L’assenza in aula della vicesindaca e assessora all’Ambiente ha di fatto impedito il normale confronto politico, trasformando l’atto in una semplice comunicazione e privando il dibattito della possibilità di replica da parte della Giunta. Per il consigliere Masi si tratta di un’occasione persa per affrontare un tema sempre più centrale nel dibattito cittadino, anche alla luce delle crescenti preoccupazioni sullo stato del verde urbano: «Il patrimonio arboreo non può essere affrontato solo con numeri aggregati – sottolinea – ma serve trasparenza sulla localizzazione delle nuove piantumazioni e sulle reali sostituzioni nei quartieri più esposti alle criticità climatiche». Nei giorni scorsi, infatti, anche il vicepresidente di Italia Nostra, Mario Bencivenni, ha evidenziato criticità nella gestione del verde, sottolineando un possibile squilibrio tra abbattimenti e nuove piantumazioni.

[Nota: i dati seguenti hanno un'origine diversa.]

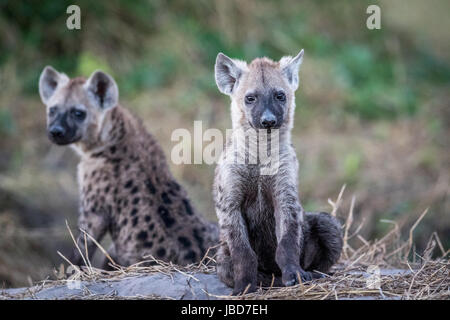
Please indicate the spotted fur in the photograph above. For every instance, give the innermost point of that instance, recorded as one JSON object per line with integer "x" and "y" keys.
{"x": 125, "y": 186}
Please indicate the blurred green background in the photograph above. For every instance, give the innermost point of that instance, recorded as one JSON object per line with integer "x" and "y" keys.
{"x": 372, "y": 108}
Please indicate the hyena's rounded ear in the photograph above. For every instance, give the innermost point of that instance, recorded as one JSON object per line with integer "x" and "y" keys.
{"x": 102, "y": 90}
{"x": 228, "y": 72}
{"x": 290, "y": 67}
{"x": 49, "y": 81}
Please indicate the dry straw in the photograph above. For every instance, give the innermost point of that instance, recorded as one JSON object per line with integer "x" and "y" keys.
{"x": 401, "y": 273}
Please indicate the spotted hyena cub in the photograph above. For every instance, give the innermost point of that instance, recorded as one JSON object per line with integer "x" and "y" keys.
{"x": 125, "y": 184}
{"x": 263, "y": 228}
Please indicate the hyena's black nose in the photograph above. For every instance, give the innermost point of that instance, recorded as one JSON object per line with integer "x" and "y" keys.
{"x": 57, "y": 131}
{"x": 268, "y": 121}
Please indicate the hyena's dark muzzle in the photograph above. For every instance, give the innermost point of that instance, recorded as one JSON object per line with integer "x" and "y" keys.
{"x": 61, "y": 131}
{"x": 268, "y": 112}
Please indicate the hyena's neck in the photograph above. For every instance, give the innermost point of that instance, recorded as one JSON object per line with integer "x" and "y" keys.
{"x": 112, "y": 132}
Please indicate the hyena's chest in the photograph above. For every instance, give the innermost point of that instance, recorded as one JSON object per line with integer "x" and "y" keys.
{"x": 258, "y": 212}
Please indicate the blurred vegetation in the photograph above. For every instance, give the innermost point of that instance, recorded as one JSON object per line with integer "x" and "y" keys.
{"x": 372, "y": 110}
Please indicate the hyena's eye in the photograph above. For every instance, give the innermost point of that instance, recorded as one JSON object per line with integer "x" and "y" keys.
{"x": 78, "y": 114}
{"x": 250, "y": 98}
{"x": 280, "y": 96}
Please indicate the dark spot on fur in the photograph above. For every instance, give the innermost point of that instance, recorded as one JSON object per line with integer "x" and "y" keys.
{"x": 184, "y": 241}
{"x": 165, "y": 216}
{"x": 188, "y": 207}
{"x": 134, "y": 190}
{"x": 148, "y": 244}
{"x": 142, "y": 235}
{"x": 165, "y": 198}
{"x": 190, "y": 255}
{"x": 151, "y": 188}
{"x": 129, "y": 184}
{"x": 161, "y": 252}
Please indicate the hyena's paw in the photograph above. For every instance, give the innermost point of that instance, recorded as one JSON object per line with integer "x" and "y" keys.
{"x": 241, "y": 287}
{"x": 291, "y": 275}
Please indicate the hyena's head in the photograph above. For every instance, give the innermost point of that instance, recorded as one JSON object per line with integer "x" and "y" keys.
{"x": 262, "y": 92}
{"x": 76, "y": 107}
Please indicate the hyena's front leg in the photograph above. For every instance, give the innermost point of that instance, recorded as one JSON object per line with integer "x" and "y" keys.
{"x": 288, "y": 217}
{"x": 241, "y": 262}
{"x": 95, "y": 224}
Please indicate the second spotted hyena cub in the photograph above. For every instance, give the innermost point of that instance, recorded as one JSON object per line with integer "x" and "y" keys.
{"x": 263, "y": 227}
{"x": 125, "y": 184}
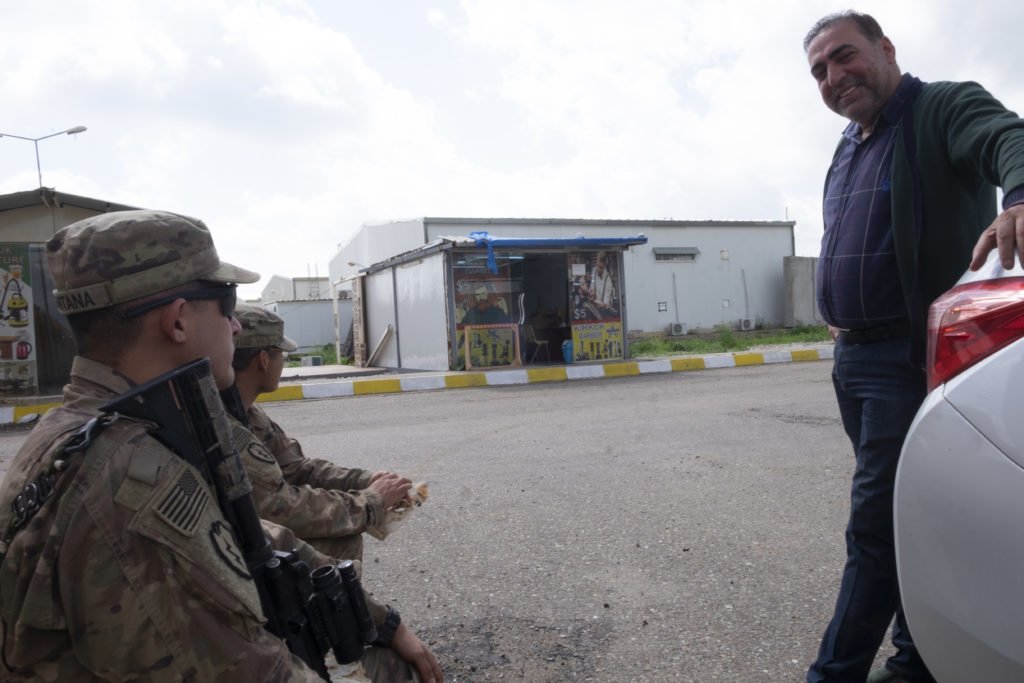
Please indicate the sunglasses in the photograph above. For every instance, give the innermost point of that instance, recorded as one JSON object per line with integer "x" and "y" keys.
{"x": 224, "y": 295}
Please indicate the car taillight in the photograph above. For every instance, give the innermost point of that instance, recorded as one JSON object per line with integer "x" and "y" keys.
{"x": 972, "y": 322}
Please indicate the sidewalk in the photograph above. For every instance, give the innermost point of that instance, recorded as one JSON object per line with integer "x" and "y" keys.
{"x": 340, "y": 381}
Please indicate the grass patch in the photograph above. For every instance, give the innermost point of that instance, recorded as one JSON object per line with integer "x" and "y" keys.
{"x": 725, "y": 339}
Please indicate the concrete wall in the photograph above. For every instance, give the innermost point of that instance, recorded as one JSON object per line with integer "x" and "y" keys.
{"x": 38, "y": 223}
{"x": 374, "y": 243}
{"x": 309, "y": 323}
{"x": 801, "y": 303}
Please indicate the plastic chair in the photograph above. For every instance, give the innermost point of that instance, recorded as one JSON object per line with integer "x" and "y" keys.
{"x": 530, "y": 337}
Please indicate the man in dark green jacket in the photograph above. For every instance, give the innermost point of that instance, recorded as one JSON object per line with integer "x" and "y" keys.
{"x": 910, "y": 189}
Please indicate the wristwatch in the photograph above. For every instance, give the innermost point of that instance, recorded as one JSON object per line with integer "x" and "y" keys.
{"x": 385, "y": 632}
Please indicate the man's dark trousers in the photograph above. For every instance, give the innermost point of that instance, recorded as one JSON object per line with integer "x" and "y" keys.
{"x": 879, "y": 393}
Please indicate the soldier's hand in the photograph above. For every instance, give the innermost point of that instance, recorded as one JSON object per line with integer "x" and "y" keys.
{"x": 412, "y": 649}
{"x": 1006, "y": 235}
{"x": 390, "y": 486}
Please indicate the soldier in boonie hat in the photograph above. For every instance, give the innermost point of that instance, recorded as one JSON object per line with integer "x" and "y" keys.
{"x": 120, "y": 517}
{"x": 261, "y": 329}
{"x": 121, "y": 256}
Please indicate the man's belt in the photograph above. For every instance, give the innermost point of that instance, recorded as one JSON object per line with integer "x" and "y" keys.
{"x": 898, "y": 330}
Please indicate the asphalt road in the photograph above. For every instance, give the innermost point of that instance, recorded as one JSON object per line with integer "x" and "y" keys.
{"x": 666, "y": 527}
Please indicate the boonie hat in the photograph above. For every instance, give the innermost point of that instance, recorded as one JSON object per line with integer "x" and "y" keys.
{"x": 121, "y": 256}
{"x": 260, "y": 329}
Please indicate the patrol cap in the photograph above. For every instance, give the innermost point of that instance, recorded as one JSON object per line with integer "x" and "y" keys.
{"x": 121, "y": 256}
{"x": 261, "y": 328}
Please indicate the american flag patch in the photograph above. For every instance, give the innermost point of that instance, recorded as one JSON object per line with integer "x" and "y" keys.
{"x": 183, "y": 504}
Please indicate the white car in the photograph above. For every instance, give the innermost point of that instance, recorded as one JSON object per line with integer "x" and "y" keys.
{"x": 960, "y": 486}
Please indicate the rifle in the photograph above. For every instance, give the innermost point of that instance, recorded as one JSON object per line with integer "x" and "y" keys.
{"x": 312, "y": 611}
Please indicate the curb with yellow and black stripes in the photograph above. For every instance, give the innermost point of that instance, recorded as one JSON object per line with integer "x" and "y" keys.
{"x": 12, "y": 415}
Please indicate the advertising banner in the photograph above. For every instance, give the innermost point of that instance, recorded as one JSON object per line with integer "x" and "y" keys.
{"x": 483, "y": 302}
{"x": 17, "y": 340}
{"x": 596, "y": 313}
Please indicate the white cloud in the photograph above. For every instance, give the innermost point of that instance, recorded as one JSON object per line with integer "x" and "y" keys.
{"x": 286, "y": 124}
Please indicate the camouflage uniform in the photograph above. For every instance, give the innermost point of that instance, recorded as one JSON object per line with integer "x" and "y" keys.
{"x": 312, "y": 500}
{"x": 127, "y": 570}
{"x": 326, "y": 505}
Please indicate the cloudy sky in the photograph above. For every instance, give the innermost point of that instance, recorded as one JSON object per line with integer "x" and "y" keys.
{"x": 287, "y": 124}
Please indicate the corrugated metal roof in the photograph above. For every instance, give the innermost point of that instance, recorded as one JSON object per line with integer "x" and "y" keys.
{"x": 47, "y": 197}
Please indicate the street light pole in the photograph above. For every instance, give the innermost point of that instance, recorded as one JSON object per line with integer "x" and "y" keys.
{"x": 35, "y": 141}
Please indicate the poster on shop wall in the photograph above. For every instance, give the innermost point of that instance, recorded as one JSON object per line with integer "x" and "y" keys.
{"x": 483, "y": 301}
{"x": 595, "y": 306}
{"x": 17, "y": 338}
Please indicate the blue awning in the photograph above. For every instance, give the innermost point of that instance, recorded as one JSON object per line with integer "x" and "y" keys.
{"x": 492, "y": 242}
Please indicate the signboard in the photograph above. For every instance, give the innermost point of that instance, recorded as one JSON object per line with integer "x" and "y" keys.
{"x": 17, "y": 339}
{"x": 595, "y": 306}
{"x": 483, "y": 301}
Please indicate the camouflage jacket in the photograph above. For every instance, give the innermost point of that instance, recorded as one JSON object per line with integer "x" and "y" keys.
{"x": 128, "y": 571}
{"x": 297, "y": 468}
{"x": 315, "y": 499}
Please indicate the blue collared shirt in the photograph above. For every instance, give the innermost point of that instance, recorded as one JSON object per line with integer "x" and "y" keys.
{"x": 857, "y": 279}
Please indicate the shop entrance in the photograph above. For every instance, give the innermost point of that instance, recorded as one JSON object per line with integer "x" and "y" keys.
{"x": 544, "y": 304}
{"x": 539, "y": 307}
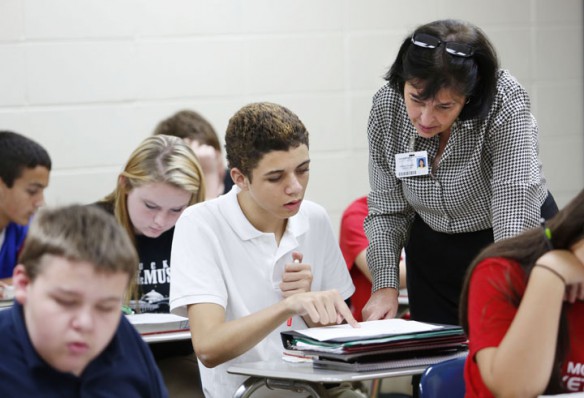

Il consigliere Masi ribadisce inoltre il valore degli alberi maturi, considerati un’infrastruttura ambientale essenziale per contrastare le isole di calore e ridurre l’inquinamento urbano. «Gli alberi maturi non sono un elemento decorativo – afferma – ma una vera e propria infrastruttura ambientale, insostituibile nel breve periodo». Da qui la richiesta di maggiore trasparenza non solo sui dati complessivi, ma anche sulla reale localizzazione degli interventi e sui criteri con cui si decide dove intervenire.
Restano quindi al momento senza risposta i quesiti posti da Masi alla Giunta: il saldo aggiornato tra alberi abbattuti e ripiantati nel corso del mandato, la quota di sostituzioni effettivamente realizzate e i criteri adottati per dare priorità alle aree più vulnerabili. Il consigliere Masi auspica infine che l’Amministrazione e la vicesindaca Galgani tornino al più presto a confrontarsi in aula su un tema che viene definito non più rinviabile: «È una questione che non può più essere rimandata, anche perché le richieste che arrivano da cittadini, comitati e associazioni sono sempre più forti e chiare».